Emerging Opportunities to Solve Climate Change through Sustainable Finance
Last fall, record-setting fires here in California provided a small glimpse of what climate change has in store for us. Hundreds of thousands evacuated. Smoke darkened skies glowed an eerie orange for days. Health experts recommended staying indoors for weeks to avoid dangerously polluted air; but, of course, not everyone could afford that luxury.
A Stanford University analysis estimated that while more than two dozen people were killed directly by the fires, up to 3,000 more died prematurely from smoke exposure. That is comparable to the number of deaths from COVID-19 in San Francisco, San Mateo and Santa Clara counties as of mid-April. And our local experience was only the tip of the proverbial iceberg of climate change-induced suffering around the world; suffering that will accelerate if we don’t urgently cut pollution.
Fortunately, President Biden is offering crucial climate leadership just in the nick of time. He has committed to prioritize climate action, together with economic recovery and racial justice. And he has appointed talented leaders across numerous federal agencies, embracing a whole-of-government approach to tackling climate change that could yield rapid progress.
One of the many exciting new opportunities for progress is on sustainable finance. The global energy industries that are responsible for the bulk of climate change are powered by approximately $2 trillion in capital investments each year. The problem is that only about one-third of that capital investment goes to climate solutions, while the rest goes to fossil fuel industries that are digging us deeper and deeper into the climate crisis.
But investors and financial system regulators are beginning to recognize the huge financial risks posed by both climate change impacts and carbon-intensive business models. Investors representing more than $50 trillion in assets, including industry giants like BlackRock, have come together to ask companies to disclose and manage their climate risks.

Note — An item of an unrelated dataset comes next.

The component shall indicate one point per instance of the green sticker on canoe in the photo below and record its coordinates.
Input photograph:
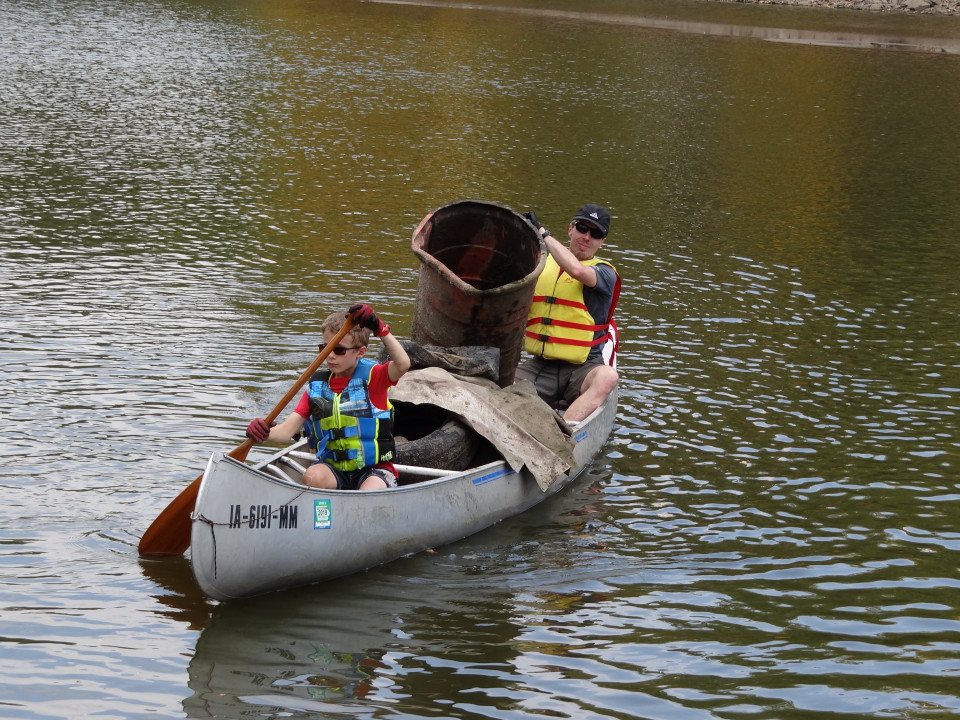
(322, 515)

Financial system regulators are poised to help. Last year, the Commodity Futures Trading Commission released a landmark report emphasizing the risk of climate change to the financial sector, and recommending actions by numerous U.S. regulators to understand and manage the risks. President Biden is now appointing regulators who are motivated to address climate risk, for example, at Treasury, the Securities and Exchange Commission, and the Federal Reserve.
Although these U.S. regulators are playing a bit of catch-up to their counterparts around the world, that means they can learn from efforts in the U.K., Europe and elsewhere to further speed domestic progress.
Philanthropy can also help advance these efforts by supporting organizations such as Ceres, Center for American Progress, Environmental Defense Fund, and ClimateWorks Foundation that provide policy analysis, research, communications, advocacy, and support for international cooperation.
Although climate risk may be new to the financial system, risk and reward is the language of the system. The time will soon be past when companies could simply ignore climate risks while claiming short-term rewards. The sooner climate risk is embedded into financial analysis, the sooner private capital investments will shift away from fossil fuels that are digging us deeper into this crisis and towards climate solutions that light our path forward.
We have seen the destruction that climate change is bringing. We know how devastating the risks are. It’s time for investments to match reality. There is no time to waste.